Multi-step workflows
The real power of the framework becomes visible when a workflow has more than one step. Consider an extended SEO workflow:
Step 1: seo-fetcher → fetches raw GSC data
Step 2: seo-analyser → calls Claude, produces structured report
Step 3: seo-notifier → sends the report to Slack
Each step is a separate agent capsule. Each runs, reports back, and is scaled to zero before the next one wakes. The orchestrator holds the state — it knows which step succeeded, what the output was, and what to do next.
If step 2 fails, the orchestrator marks the run as failed and scales everything down. Step 3 never runs. The failure is recorded in Redis with the full error message and the output from step 1. You can inspect it, fix the analysis agent, and re-run from step 2 without re-fetching the data.
This is fault isolation. Not just for the failure case — for the success case too. You can update the analysis agent without touching the fetcher or the notifier. You can test the notifier in isolation by posting a fake step 2 output to it. You can swap the notifier for a different delivery mechanism without anyone else knowing.
State management
The orchestrator uses Redis to track workflow run state. Each run is stored under a key with a seven-day TTL:
{
"runId": "a1b2c3...",
"workflowId": "seo-audit-weekly",
"status": "running",
"currentStepId": "seo-audit",
"stepOutputs": {
"fetch": { "rowCount": 1050, "fetchedAt": "2026-04-27T09:00:12Z" }
},
"startedAt": "2026-04-27T09:00:00Z",
"completedAt": null,
"error": null
}
The GET /runs/:runId endpoint on the orchestrator exposes this state. You can check the current status of any run, inspect the output of each step, and see exactly where a failure occurred — without tailing logs.

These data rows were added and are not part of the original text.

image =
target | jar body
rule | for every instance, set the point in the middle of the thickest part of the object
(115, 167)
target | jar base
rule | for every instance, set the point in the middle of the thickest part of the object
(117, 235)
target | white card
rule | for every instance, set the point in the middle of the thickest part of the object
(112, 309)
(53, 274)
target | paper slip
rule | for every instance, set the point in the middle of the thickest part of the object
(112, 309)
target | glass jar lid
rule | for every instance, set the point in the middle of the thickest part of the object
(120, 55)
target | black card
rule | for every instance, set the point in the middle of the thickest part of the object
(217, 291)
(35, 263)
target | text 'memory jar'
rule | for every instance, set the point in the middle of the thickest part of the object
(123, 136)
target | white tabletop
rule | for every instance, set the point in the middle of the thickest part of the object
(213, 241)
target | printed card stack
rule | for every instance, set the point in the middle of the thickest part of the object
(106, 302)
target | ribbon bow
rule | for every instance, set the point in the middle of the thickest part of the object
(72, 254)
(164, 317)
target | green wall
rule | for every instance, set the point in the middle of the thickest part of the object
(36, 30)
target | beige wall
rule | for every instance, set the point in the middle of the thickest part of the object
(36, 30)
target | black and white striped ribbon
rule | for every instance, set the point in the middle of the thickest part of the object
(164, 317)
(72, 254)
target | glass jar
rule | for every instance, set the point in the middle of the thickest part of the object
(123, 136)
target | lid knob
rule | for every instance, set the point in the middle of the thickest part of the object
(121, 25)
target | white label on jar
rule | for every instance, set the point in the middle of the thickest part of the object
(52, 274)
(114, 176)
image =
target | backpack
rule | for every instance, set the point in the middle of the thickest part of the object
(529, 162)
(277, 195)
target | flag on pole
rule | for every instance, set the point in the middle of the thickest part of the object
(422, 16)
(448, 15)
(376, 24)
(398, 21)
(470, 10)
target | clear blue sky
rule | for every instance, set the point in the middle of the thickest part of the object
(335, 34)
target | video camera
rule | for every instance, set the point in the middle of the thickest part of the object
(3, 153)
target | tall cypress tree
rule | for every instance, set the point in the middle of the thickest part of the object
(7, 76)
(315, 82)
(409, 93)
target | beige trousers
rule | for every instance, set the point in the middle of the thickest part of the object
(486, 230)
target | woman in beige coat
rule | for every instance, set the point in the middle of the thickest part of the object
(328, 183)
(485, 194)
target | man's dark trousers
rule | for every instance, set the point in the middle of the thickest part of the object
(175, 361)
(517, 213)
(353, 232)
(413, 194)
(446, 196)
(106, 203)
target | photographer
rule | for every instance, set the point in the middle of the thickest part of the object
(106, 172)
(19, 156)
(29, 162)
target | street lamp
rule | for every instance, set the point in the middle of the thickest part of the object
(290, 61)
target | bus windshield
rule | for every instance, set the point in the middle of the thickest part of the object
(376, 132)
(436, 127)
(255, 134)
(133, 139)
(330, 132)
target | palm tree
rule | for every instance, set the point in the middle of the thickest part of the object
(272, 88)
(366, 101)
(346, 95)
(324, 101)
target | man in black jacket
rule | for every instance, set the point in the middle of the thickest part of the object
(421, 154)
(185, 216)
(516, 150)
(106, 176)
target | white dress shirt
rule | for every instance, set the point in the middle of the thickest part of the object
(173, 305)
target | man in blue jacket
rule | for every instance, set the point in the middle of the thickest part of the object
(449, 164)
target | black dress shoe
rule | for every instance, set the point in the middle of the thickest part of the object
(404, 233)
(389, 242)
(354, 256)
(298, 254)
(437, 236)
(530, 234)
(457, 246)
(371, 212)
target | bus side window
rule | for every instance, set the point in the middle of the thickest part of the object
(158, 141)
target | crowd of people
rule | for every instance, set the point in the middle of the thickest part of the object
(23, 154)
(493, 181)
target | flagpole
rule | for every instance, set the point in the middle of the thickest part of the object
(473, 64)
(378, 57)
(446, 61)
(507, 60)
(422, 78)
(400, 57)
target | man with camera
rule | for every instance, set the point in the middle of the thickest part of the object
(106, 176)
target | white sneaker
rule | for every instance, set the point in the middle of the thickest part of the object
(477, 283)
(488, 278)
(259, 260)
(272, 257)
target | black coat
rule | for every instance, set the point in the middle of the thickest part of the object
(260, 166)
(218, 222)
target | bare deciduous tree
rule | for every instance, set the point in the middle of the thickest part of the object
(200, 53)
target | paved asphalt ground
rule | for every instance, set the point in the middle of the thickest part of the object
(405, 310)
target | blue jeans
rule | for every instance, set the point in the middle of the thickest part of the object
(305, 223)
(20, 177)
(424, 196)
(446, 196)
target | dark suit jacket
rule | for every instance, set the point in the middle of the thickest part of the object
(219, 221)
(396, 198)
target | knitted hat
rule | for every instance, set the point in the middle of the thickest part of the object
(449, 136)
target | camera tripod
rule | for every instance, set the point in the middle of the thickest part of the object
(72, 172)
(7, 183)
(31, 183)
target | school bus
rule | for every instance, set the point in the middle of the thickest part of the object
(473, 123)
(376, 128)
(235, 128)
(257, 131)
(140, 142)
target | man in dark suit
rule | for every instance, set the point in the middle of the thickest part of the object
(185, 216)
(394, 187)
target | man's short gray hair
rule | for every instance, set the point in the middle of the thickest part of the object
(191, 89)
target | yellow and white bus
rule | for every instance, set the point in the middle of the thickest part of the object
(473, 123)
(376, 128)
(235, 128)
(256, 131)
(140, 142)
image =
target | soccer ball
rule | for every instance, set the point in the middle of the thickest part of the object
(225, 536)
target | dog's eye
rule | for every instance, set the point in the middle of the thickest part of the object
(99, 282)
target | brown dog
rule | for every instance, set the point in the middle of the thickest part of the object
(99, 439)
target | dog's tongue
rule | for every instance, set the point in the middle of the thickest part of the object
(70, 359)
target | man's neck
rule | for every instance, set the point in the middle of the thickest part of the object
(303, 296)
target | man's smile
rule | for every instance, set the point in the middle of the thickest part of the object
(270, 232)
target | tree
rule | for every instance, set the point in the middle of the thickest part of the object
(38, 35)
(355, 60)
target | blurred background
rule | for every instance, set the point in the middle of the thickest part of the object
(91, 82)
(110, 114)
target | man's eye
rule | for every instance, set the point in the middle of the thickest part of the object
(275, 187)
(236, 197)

What the orchestrator does not do
It is worth being explicit about what the orchestrator does not contain:
- No business logic
- No LLM calls
- No data transformation
- No direct database queries
- No knowledge of what any agent does internally
The moment business logic starts appearing in the orchestrator, the architecture is degrading. The orchestrator is infrastructure, not application code. Keep it that way.